Each year since 2013, we have analysed the language of web content associated with .eu IDNs. The data set was 46 000. Of these, 20 000 had too little content to analyse, leaving a working data set of 26 000 names with active web content. And of these, 25 000 were Latin script, 640 Cyrillic script and 150 Greek script.
Therefore the percentage by script with active web content was 58% for Latin script, 30% for Cyrillic script and 8% for Greek script. Note that the number of sites with active web content is lower than the percentage with active name servers and redirects.
The rate of active web content has dropped across all scripts under the .eu second level IDN space since last year.
If we are correct in thinking that IDNs link strongly with associated languages, we would expect to see a high correlation between script and language (eg Greek content with Greek script domain names) and to see web content in languages for which IDNs are particularly relevant (eg German, French, Swedish). Because the .eu domain is associated with the European Union and three countries of the European Economic Area (Iceland, Liechtenstein and Norway), and has a residency requirement, we would not expect to see many non-European languages (eg Chinese, Korean) featuring in the language analysis.

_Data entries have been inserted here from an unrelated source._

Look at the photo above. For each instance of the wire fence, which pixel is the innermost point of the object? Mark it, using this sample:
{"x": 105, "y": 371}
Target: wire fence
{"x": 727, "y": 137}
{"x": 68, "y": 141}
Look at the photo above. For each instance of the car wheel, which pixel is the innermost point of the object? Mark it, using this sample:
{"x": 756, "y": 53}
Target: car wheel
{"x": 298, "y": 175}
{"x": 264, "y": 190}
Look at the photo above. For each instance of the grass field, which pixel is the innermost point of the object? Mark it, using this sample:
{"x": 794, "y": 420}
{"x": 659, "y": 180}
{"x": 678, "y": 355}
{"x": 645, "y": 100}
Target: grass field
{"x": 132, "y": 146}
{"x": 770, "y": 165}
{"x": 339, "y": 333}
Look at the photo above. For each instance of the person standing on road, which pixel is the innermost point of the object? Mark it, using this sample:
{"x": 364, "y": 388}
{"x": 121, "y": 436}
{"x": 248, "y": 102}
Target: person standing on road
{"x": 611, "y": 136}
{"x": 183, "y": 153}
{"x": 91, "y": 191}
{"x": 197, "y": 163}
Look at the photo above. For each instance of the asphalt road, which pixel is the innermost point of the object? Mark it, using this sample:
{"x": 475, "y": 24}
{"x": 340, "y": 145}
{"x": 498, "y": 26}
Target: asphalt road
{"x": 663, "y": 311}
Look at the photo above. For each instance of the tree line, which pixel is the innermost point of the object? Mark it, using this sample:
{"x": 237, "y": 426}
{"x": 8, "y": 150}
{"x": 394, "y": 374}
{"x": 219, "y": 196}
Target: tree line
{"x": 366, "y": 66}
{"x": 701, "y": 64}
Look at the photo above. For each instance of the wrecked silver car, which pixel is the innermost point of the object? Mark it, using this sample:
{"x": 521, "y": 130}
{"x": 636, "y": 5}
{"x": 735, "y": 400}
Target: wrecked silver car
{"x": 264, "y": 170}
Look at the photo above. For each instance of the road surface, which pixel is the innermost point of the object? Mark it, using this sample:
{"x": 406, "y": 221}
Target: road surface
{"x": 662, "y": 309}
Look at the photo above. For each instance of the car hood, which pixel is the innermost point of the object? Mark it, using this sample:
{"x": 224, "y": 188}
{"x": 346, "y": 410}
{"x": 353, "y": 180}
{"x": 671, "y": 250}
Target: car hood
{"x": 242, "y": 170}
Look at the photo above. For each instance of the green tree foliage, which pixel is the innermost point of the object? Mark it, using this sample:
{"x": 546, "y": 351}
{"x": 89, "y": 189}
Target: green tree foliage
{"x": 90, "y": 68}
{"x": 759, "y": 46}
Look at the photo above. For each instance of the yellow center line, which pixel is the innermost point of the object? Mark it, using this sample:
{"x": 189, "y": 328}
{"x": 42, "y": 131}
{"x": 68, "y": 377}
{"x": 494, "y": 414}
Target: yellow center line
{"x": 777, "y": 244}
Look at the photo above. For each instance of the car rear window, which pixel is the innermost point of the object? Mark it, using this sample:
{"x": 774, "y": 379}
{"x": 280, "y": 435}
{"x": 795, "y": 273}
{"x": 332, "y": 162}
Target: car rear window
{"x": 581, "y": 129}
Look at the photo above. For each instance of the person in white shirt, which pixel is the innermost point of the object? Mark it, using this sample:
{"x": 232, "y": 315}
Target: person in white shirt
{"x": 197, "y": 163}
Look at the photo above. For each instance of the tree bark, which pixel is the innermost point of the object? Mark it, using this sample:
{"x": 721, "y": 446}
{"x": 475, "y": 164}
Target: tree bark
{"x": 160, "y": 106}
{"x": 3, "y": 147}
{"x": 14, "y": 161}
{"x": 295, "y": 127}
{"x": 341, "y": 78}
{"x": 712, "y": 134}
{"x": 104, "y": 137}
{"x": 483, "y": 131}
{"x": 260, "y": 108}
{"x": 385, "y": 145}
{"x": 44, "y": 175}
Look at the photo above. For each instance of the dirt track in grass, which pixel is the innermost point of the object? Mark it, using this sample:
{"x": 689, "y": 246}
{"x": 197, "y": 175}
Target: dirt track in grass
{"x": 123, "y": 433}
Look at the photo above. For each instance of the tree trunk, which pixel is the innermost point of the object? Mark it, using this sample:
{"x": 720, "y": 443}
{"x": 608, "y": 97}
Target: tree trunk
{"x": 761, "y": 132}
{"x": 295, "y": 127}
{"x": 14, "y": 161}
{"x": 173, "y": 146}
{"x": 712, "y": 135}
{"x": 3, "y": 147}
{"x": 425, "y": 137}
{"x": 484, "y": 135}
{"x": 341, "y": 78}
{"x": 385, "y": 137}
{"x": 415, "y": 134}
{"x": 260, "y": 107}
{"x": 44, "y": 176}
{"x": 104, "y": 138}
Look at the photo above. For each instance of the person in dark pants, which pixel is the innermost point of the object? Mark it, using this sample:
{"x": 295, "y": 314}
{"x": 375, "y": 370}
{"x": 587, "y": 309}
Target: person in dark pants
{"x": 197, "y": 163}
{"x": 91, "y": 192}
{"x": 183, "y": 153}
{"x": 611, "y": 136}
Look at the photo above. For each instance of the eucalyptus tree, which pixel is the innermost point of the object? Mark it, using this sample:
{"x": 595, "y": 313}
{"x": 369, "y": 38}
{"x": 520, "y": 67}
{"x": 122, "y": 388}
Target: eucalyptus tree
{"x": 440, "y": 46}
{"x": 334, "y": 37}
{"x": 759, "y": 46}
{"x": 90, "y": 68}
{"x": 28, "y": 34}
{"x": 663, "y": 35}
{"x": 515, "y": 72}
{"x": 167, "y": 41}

Languages cluster around relevant scripts
As with the larger data set, clear patterns emerge within the .eu data.
Bulgarian and Russian language websites are associated with Cyrillic script domains and not with Greek or Latin script domains (apart from a single Russian language website associated with a Latin script IDN); Greek language websites are only associated with Greek script domains. An array of European languages are associated with Latin script IDNs, with German language making up 40% of websites (57% in 2013, 46% in 2014) .
The small sample sizes for Cyrillic and Greek mean that relatively small differences in numbers can result in large percentages. For example, of the 14% of “other” languages in the Greek script IDNs, none has more than 8 websites. As with the larger data set, English performs strongly across all three scripts reflecting its popularity as a second language among Internet users. French and German also appear in web content associated with a small number of Cyrillic and Greek script IDNs (fewer than 20).